A union spokesperson added: “Many farms lost their entire market overnight, especially those supplying the foreign market at home or abroad, and saw prices drop as a result. a drop in demand.

“Many agricultural businesses that had branched out, for example by owning a B&B or organizing other leisure activities, found these closed due to restrictions.

“This disruption, coupled with rising input costs and ongoing labor challenges, has made 2020 a very difficult year and highlights the volatility that farmers face year on year. the other. “

The value of agricultural production from farms across England fell to £ 7.6 billion in 2020 – the lowest level since 2007.

In Peterborough it has fallen from £ 36.5million in 2019 to £ 28.6million last year.
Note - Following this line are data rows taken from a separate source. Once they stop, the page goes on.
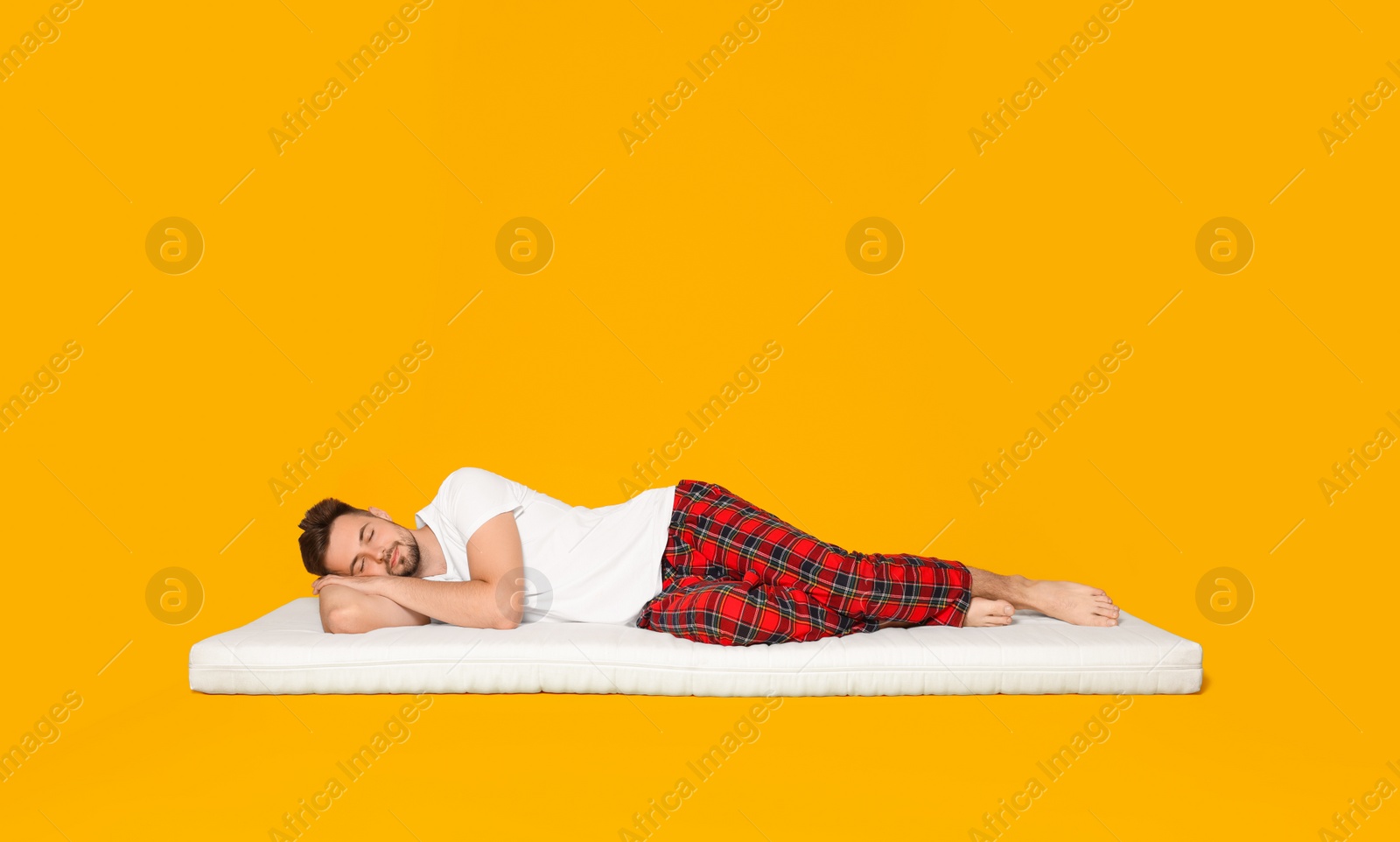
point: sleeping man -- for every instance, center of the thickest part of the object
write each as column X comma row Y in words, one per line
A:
column 690, row 559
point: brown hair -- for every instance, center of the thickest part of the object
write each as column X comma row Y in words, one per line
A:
column 315, row 536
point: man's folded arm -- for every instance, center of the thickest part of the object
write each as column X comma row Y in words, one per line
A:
column 494, row 599
column 349, row 611
column 490, row 600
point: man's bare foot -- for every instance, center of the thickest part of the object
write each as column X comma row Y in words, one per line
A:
column 989, row 613
column 1073, row 603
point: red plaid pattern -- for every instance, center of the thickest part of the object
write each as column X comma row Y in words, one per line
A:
column 735, row 575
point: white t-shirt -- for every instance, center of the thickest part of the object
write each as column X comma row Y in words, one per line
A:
column 581, row 565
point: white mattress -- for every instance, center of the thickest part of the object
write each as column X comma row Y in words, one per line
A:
column 286, row 652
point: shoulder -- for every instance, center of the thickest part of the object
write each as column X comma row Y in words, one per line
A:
column 472, row 480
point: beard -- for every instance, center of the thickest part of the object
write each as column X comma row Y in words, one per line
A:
column 408, row 558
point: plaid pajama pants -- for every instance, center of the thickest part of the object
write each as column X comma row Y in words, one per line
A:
column 735, row 575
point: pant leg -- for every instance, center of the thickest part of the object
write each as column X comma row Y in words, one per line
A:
column 734, row 573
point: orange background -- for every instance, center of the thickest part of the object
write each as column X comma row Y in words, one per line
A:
column 672, row 266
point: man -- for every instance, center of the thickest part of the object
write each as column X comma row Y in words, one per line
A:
column 690, row 559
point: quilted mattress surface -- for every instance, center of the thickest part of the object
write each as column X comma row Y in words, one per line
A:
column 286, row 652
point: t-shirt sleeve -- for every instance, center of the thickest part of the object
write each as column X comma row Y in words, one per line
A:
column 476, row 496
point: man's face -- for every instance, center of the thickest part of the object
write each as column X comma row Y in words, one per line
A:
column 371, row 545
Meanwhile, total livestock production in the region also fell from £ 11.2million to £ 10.4million during this period.

The Farming Community Network, a charity that supports farm families through tough times, said it would be a challenge for some businesses to stay profitable.

Mark Thomas, Chief of Services at FCN, said: “Many farming businesses, such as those that operate vacation homes, have suffered loss of income due to Covid-19.

“This is in addition to the stress caused by the daily pressures of farming that are often beyond the control of farmers, such as inclement weather.

“Farmers enjoy the support of consumers, respecting the countryside and farmers’ land, purchasing high quality local food and taking advantage of the leisure and tourism opportunities offered by rural Britain. “

He added that with the phasing out of the Basic Payment Scheme – the most important rural subsidy that helps the agricultural industry – in the years to come, farmers need clarity from the government on how policy future could affect business.

A Defra spokesperson said: “One year after starting to implement our new agricultural policy, we have made great strides in working with farmers to design a better farm payments system that encourages farmers to growing more sustainably, creates space for nature and improves animal welfare outcomes.